It’s not clear what the impacts will be if BC Housing starts trying to shift services away from Atira, which houses about 3,000 people in dozens of buildings and received $72-million in government funding last year. Atira is the largest non-profit housing provider in the province.

“There are a lot of service providers that do excellent work and we will be looking at every contract and seeing where there’s opportunities for others to step in,” said Ravi Kahlon as he outlined next steps in what has become a high-profile power struggle.

“I would say it’s not going to be business as usual going forward.”

His statements come after Atira’s board flatly refused to fire CEO Janice Abbott at the request of BC Housing board chair Allan Seckel, who wrote to Atira board members last week urging them to make immediate changes in leadership.

Mr. Seckel’s letter was written as the result of a forensic investigation that found former CEO of BC Housing Shayne Ramsay breached conflict-of-interest rules when he gave the housing agency staff explicit directions to give contracts to Atira, which is run by his wife, Ms. Abbott. The investigation also noted what it said were multiple problems with financial reporting and property purchases by Atira.

The investigation found no evidence either Mr. Ramsay or Ms. Abbott benefited personally.

Mr. Kahlon said he could not put Atira into receivership, a threat former Liberal housing minister Rich Coleman made a decade ago with a different non-profit group that ran into trouble after a damning audit of its finances.

“I know that at the time Rich Coleman said that but he had no legal powers unless he pulled all the contracts” for PHS Community Services Society, Mr. Kahlon said.

The PHS audit in 2014 was more damning than the current ones involving Atira, since those found that PHS managers had spent money for personal expenses and on vacations, as well as having some similar problems with financial reporting and property purchases as Atira.

In spite of that difference, Mr. Kahlon said he and the public have lost confidence in Atira and that changes have to be made.

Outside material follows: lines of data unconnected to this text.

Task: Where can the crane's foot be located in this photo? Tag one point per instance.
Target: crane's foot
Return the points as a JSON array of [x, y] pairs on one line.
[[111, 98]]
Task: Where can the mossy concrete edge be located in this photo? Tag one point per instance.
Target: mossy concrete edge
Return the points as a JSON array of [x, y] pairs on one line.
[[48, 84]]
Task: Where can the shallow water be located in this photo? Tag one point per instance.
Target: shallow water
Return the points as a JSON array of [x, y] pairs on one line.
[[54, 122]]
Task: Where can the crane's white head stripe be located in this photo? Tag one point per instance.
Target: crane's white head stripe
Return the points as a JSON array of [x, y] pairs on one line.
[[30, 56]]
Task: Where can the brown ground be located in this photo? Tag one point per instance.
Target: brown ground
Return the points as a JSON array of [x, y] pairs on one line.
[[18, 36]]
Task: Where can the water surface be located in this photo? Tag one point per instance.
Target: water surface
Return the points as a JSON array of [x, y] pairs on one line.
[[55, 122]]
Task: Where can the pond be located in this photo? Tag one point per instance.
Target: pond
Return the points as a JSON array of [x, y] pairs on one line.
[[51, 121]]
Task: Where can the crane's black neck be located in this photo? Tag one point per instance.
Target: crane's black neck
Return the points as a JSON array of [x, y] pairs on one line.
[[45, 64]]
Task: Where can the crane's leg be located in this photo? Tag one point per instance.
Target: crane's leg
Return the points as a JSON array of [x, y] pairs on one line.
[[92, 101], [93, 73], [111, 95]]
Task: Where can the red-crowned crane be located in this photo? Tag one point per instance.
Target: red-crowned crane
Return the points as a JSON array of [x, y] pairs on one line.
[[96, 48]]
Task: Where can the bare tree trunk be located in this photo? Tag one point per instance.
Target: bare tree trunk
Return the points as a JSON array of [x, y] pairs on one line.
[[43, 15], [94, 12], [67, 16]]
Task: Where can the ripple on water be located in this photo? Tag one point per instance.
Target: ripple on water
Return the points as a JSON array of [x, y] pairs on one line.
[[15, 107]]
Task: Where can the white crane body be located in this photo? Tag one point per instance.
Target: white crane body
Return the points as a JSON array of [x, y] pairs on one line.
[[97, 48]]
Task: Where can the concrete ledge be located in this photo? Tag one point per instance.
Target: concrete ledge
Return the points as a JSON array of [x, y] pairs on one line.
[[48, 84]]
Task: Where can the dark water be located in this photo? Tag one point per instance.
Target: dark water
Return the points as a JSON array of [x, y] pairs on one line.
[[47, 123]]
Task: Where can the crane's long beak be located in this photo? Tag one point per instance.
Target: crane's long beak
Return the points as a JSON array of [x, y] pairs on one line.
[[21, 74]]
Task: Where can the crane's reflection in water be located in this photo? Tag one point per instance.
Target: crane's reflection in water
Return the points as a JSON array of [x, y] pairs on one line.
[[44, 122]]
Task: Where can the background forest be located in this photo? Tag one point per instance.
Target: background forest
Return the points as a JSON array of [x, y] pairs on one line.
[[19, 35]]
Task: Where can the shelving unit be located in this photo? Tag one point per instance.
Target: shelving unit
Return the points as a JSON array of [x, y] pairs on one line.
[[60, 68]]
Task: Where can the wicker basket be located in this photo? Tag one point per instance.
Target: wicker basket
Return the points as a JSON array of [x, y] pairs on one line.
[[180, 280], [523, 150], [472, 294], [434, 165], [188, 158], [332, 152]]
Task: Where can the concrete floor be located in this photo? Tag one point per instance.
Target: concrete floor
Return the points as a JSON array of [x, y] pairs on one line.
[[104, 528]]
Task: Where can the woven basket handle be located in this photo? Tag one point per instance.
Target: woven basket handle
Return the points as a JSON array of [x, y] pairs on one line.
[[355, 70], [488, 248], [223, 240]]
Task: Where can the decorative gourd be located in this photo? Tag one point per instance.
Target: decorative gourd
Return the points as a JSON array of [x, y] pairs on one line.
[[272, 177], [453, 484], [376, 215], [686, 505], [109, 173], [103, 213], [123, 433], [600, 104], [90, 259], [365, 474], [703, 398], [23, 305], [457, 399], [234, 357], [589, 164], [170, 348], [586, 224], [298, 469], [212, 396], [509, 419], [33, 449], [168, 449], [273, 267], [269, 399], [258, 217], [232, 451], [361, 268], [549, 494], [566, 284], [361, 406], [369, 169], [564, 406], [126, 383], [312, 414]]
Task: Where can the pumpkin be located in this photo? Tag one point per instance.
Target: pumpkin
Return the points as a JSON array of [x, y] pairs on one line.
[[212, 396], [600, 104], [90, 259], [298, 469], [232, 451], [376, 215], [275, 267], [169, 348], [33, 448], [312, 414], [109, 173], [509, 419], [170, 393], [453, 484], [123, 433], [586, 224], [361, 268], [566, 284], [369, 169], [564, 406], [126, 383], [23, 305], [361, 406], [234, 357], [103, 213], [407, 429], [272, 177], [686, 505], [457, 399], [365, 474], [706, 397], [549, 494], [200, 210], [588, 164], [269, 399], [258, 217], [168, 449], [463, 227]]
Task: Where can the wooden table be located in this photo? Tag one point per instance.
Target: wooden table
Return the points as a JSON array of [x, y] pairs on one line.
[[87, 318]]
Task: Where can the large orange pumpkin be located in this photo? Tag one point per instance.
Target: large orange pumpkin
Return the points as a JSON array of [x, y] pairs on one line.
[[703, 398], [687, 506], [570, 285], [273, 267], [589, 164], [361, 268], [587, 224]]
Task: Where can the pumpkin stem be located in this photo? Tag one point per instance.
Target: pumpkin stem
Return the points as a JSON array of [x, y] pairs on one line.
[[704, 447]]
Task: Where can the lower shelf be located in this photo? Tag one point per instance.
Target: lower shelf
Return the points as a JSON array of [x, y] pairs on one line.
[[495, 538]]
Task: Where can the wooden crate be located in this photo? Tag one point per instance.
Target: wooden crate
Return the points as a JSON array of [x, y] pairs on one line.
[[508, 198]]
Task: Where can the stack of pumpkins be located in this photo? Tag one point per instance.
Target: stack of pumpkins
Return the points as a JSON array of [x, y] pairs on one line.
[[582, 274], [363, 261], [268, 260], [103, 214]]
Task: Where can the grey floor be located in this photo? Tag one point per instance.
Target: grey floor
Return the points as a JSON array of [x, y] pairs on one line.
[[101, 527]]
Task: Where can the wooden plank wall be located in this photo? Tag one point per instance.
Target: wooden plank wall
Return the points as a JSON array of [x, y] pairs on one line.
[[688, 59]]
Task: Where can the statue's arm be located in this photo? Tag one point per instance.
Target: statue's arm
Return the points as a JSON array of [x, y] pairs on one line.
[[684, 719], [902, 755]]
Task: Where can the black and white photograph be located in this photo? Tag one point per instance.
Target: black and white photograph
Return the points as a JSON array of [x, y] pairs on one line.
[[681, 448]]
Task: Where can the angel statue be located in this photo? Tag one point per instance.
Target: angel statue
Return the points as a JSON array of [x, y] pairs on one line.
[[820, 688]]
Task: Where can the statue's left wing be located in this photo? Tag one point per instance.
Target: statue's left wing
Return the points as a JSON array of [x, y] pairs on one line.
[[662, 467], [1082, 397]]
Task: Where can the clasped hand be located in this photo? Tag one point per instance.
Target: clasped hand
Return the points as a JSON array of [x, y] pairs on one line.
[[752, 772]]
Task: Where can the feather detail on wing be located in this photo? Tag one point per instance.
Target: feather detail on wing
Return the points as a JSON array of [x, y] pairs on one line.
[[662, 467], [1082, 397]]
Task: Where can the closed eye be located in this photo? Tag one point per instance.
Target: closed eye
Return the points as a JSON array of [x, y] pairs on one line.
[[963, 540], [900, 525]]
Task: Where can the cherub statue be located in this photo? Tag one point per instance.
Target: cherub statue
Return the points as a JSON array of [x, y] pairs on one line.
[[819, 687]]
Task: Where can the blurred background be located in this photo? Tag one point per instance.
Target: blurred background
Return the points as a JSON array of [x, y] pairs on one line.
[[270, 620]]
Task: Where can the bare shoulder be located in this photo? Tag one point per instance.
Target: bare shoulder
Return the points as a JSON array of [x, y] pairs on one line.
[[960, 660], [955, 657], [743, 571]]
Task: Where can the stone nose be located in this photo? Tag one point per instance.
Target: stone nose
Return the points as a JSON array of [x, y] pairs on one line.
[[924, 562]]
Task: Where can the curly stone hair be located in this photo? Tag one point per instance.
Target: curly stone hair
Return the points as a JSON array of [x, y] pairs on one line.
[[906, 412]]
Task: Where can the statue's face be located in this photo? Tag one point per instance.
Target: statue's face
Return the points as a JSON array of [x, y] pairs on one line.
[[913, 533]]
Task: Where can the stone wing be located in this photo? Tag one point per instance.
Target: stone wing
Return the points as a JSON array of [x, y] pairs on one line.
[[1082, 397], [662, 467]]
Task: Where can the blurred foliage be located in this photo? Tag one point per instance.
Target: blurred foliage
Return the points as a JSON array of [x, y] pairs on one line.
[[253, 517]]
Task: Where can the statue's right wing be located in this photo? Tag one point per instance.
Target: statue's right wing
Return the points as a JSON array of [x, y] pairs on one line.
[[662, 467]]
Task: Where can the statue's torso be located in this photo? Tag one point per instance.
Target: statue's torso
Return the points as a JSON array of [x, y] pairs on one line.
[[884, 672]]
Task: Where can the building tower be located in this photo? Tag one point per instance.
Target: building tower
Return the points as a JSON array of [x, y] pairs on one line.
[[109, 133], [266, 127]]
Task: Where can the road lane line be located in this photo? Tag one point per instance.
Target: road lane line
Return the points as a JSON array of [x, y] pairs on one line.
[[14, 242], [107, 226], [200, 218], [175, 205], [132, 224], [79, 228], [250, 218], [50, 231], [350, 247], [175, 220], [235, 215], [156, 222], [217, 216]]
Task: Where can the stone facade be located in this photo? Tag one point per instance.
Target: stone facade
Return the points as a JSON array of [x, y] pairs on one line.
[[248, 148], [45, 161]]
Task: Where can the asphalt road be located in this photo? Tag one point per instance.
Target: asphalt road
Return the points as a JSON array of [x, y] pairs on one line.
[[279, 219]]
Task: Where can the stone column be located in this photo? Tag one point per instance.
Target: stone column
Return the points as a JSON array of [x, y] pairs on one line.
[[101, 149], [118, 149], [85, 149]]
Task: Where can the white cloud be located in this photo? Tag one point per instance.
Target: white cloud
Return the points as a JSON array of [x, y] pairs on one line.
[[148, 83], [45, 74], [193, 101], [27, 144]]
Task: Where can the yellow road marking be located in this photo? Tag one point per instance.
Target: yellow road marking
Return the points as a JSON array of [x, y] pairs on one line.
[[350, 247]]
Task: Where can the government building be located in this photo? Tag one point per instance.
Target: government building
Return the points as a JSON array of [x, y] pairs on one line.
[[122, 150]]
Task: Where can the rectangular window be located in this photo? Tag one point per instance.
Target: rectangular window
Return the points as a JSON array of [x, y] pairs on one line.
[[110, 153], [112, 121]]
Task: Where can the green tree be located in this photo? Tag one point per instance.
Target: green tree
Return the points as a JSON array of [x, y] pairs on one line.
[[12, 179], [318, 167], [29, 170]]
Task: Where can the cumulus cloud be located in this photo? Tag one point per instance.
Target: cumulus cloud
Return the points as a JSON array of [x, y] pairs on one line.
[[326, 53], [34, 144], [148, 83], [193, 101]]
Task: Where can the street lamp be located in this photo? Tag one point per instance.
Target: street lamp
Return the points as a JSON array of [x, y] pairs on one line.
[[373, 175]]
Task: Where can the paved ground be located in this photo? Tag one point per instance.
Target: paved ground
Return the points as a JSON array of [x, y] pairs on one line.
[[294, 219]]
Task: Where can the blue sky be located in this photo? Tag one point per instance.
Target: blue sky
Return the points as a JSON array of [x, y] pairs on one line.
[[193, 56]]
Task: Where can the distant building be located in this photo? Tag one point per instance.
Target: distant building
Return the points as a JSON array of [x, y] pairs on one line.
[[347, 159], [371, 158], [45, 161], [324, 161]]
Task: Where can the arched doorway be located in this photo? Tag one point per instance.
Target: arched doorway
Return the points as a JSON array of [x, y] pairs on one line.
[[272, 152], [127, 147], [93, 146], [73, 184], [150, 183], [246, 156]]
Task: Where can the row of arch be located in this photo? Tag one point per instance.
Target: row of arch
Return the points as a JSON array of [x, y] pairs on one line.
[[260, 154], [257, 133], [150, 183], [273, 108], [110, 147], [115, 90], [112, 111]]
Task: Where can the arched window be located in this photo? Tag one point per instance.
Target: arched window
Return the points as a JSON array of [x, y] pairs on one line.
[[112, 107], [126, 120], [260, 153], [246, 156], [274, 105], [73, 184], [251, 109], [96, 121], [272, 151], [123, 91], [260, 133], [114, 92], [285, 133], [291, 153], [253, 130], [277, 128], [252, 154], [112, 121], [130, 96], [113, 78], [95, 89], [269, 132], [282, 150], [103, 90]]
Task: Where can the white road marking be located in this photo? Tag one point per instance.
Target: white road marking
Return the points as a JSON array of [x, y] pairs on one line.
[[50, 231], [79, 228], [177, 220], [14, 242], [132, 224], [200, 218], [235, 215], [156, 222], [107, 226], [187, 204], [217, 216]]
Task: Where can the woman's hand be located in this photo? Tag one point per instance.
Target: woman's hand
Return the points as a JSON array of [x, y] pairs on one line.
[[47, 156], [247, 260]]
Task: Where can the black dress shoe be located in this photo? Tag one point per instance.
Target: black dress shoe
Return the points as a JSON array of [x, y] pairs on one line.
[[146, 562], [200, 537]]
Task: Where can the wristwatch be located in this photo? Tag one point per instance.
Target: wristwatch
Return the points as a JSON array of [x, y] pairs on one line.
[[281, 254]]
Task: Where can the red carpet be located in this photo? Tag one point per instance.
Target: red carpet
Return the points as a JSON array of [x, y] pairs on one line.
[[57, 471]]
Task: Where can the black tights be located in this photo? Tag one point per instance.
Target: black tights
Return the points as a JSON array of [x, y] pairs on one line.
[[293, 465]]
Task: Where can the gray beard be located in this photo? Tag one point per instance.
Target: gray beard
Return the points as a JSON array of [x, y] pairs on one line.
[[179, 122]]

“The fact that Ms. Abbott constantly used BC Housing as a cash-flow bank to ensure that they could continue to make their payroll, I think is unacceptable,” he said. “Frankly, our confidence in them has really been shaken. … I certainly hope that the board comes to the realization that there needs to be changes. In the meantime, we will freeze all additional dollars that will be going to them and we will be looking at every single contract that we have with them.”

BC Housing’s communications staff said it could not say yet how many buildings and contracts might be affected, as the agency is waiting to inform tenants and staff about any changes. No one at Atira has had any official notice about contracts not being renewed.

The City of Vancouver says that Atira has about 10 building projects in the pipeline, some under way and others still at the inquiry stage. BC Housing confirmed two of the building projects, both transition houses for women, are going ahead.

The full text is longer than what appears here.